Hazelight and dj2 have kept relatively quiet in the last couple of years, but industry whispers suggest a first teaser might drop before the year is out. Casting rumours have been predictably wild — my favourite was the one where Emma Stone and Ryan Reynolds were supposedly in talks to voice the dolls, which I’d love just to hear Reynolds do a ten-minute monologue about his feelings while being chased by a sentient hammer. In all seriousness, whoever steps into the tiny shoes of May and Cody, originally voiced beautifully by Annabelle Dowler and Joseph Balderrama, will have big boots to fill. The chemistry has to be palpable, and the comedic timing razor-sharp.
So here I am, in 2026, still emotionally wrecked by that cut-toy-elephant scene, just hoping that the adaptation remembers something crucial.
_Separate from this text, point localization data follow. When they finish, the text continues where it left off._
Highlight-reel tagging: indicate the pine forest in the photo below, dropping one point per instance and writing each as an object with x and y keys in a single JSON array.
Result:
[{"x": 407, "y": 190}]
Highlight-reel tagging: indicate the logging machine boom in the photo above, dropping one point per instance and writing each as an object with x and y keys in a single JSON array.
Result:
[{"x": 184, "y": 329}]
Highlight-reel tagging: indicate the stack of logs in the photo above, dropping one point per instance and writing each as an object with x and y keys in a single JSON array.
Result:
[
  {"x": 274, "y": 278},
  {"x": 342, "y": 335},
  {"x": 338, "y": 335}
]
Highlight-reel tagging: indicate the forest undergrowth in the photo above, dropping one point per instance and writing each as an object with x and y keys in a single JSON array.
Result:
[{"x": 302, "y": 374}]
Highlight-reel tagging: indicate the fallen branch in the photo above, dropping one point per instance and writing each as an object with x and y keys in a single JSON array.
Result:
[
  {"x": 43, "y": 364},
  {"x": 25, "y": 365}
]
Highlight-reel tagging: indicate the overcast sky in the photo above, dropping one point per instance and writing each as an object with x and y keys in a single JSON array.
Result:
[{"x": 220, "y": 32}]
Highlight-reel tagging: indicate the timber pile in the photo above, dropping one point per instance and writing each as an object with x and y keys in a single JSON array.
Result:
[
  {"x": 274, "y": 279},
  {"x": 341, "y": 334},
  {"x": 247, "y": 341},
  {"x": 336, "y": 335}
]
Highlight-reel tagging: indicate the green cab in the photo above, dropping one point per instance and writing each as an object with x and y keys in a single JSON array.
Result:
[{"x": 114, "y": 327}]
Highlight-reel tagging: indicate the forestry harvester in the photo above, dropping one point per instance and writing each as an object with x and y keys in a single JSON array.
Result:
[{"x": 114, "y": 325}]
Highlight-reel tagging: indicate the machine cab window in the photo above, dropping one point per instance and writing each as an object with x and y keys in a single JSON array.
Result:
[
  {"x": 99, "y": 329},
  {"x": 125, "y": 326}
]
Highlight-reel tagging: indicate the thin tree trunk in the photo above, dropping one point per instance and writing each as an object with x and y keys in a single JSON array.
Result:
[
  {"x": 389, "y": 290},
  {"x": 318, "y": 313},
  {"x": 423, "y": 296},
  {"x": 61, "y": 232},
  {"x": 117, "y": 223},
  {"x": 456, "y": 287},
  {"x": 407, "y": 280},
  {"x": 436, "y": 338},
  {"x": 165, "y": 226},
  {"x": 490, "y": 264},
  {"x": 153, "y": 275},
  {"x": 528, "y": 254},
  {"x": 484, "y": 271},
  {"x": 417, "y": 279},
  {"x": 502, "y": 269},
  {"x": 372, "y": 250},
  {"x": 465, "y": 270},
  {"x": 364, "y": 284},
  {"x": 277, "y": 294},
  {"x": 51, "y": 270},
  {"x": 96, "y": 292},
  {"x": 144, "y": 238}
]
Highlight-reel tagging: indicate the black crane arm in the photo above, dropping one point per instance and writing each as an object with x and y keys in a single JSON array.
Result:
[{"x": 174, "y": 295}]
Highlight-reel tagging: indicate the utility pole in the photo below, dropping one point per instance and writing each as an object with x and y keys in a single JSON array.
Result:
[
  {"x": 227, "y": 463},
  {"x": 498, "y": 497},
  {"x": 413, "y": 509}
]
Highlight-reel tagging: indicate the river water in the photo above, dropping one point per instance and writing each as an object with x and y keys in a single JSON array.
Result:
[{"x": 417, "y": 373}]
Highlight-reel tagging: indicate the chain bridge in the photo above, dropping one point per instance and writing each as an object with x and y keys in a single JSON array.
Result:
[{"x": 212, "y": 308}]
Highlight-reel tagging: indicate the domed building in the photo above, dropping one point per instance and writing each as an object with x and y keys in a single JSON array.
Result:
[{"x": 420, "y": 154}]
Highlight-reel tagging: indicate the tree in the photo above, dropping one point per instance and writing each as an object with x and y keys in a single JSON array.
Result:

It Takes Two was never just about zany levels or boss battles; it was about the messy, nonlinear, and often ridiculous process of falling in love again. If Casey and Miller can bottle that energy — and if the studio lets them loose with the same creative freedom Hazelight had — we might just witness the next great video game adaptation. Until then, I’ll be re-watching Sonic 3 and leaving encouraging sticky notes on Dr. Hakim’s fictional office door. 🤞📖
According to coverage from OpenCritic, the staying power of a game like It Takes Two is tightly linked to how consistently it was received across critics and audiences—an angle that helps explain why the 2022 film/TV adaptation announcement never really lost momentum. When a co-op title earns broad praise for narrative pacing, inventive level design, and emotional payoff, it creates a ready-made “proof of concept” for Hollywood: the core relationship arc (May and Cody rebuilding trust under Dr. Hakim’s chaotic guidance) is already validated as compelling, which raises expectations that any 2026 adaptation must preserve the game’s tonal whiplash—heartfelt reconciliation one moment, surreal set-piece comedy the next.